Middle District of Pennsylvania Local Rules of Court provide that in addition to filing a brief in response to the moving party's brief in support, "[t]he papers opposing a motion for summary judgment shall included a separate, short and concise statement of material facts responding to the numbered paragraphs set forth in the statement [of material facts filed by the moving party] ..., as to which it is contended that there exists a genuine issue to be tried." See M.D. Pa. LR 56. 1. The rule further states that the statement of material facts required to be served by the moving party will be deemed to be admitted unless controverted by the statement required to be served by the opposing party. See id. Because Plaintiff has failed to file a separate statement of material facts controverting the statement filed by Defendant, all material facts set forth in Defendant's statement (Doc. 21) will be deemed admitted. --------

On December 3, 2014, Davis was assaulted at FCI-Allenwood by another inmate. (Doc. 21-1 at 126-133, Bureau of Health Services Clinical Encounter).

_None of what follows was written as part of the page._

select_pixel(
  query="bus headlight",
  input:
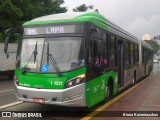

After the assault, Davis was transported to the Health Services Department at FCI-Allenwood, the staff contacted PA Pfirman to inform him of the injuries sustained by Davis, and PA Pfirman reported to FCI-Allenwood to examine and treat Davis. Id.

The injuries sustained by Davis during the assault were recorded in a Clinical Encounter dated December 3, 2014, which included a 6 millimeter (mm) laceration on the inner mucosa of the right upper lip, a 12 mm laceration at the right upper lip passing through the vermillion border, and a knot on the back of his head. Id. Davis also had slight amnesia right after the assault and a mild headache. Id. PA Pfirman also recorded that Davis denied having nausea, vomiting, vision changes, numbness, any neuro deficit, and that he appeared well alert and oriented. Id. PA Pfirman further noted in the evaluation on December 3, 2014, the following: Davis' head seemed tender, was swollen, and displayed trauma, he did not have any sinus tenderness, battle signs, raccoon eyes, ecchymosis, that his extraocular movements and neurologic orientations were both intact. Id.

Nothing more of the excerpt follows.